Permanent makeup is considered micropigmentation, similar to tattoos. It involves using a needle to place pigmented granules beneath the upper layers of the skin. Tattooing and medical restoration, which corrects imperfections from scars and vitiligo (lack of natural pigmentation in the skin), are similar procedures. "They're the same procedures but used for different purposes," says ophthalmologist Charles S. Zwerling, MD, who coined the term micropigmentation.
Permanent makeup for eyeliner is the most popular cosmetic enhancement, followed by eyebrows and lip color. Some practitioners offer blush and eye shadow, but Zwerling, chairman of the American Academy of Micropigmentation (AAM) in Goldsboro, N.C., says he's totally opposed. "What I've seen has been very poorly done. You can't be sure what the color is going to do, and if you get an allergic reaction, you're dealing with a large surface area. You're talking about major reconstructive face surgery."
Most procedures are done after applying an anesthetic to the skin.

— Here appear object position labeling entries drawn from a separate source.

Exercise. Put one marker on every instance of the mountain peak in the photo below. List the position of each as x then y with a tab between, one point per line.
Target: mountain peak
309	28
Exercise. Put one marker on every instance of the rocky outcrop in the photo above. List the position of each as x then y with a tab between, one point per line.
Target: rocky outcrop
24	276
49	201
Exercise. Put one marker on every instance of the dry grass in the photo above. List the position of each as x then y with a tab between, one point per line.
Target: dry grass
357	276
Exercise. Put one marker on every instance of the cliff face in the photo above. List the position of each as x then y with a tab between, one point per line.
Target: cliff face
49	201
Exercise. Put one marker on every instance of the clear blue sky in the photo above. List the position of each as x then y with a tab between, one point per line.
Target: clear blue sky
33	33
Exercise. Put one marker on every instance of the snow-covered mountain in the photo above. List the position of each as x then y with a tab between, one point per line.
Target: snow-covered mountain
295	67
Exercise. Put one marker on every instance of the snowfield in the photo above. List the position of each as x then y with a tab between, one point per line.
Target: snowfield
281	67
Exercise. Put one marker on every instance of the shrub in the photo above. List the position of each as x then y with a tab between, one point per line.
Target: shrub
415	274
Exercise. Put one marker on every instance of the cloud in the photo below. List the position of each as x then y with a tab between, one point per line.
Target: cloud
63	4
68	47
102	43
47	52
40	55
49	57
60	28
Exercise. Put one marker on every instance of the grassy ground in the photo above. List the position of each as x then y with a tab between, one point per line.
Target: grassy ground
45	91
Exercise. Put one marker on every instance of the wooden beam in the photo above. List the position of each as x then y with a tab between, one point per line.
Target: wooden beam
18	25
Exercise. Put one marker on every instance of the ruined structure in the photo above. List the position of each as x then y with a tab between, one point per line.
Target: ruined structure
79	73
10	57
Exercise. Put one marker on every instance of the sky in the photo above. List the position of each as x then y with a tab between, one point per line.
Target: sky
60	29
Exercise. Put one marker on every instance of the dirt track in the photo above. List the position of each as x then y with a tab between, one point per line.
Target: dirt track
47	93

Zwerling says after the initial procedure, touch-up might be required but no sooner than one month and as much as three months later. Practitioners include dermatologists, cosmetologists, aestheticians, nurses, and tattooists. Before you rush to the Yellow Pages to find a practitioner, experts advise doing your homework.
"Allergic reactions to pigments are reasonably rare, but it's difficult to remove the irritant," says FDA spokesman Stanley Milstein, PhD, in Washington, D. C. "Anytime you implant a foreign body into the skin, it has the potential for results not anticipated. The reaction could occur years later as a rash or an immune system allergic reaction."
Zwerling says pigments, like iron oxide, rarely cause allergic reactions. "Iron oxide has been shown to be the safest pigment," he says. "Anything that is vegetable based, organic, or natural is the most risky. It's the natural products in vegetables and herbs that can cause horrible allergic reactions."
Two more possible adverse reactions are granulomas, which are masses that form inside tissue around a foreign substance, and keloids, which are overgrowths of scar tissue or a raised scar. Keloids appear more often with removal of permanent makeup than with its application.
In July 2004, the FDA alerted the public to a number of reported adverse events in individuals who had undergone certain micropigmentation procedures. The adverse events are associated with certain ink shades of the Premier Pigment brand of permanent makeup inks, which are manufactured by the American Institute of Intradermal Cosmetics, doing business as Premier Products, in Arlington, Texas.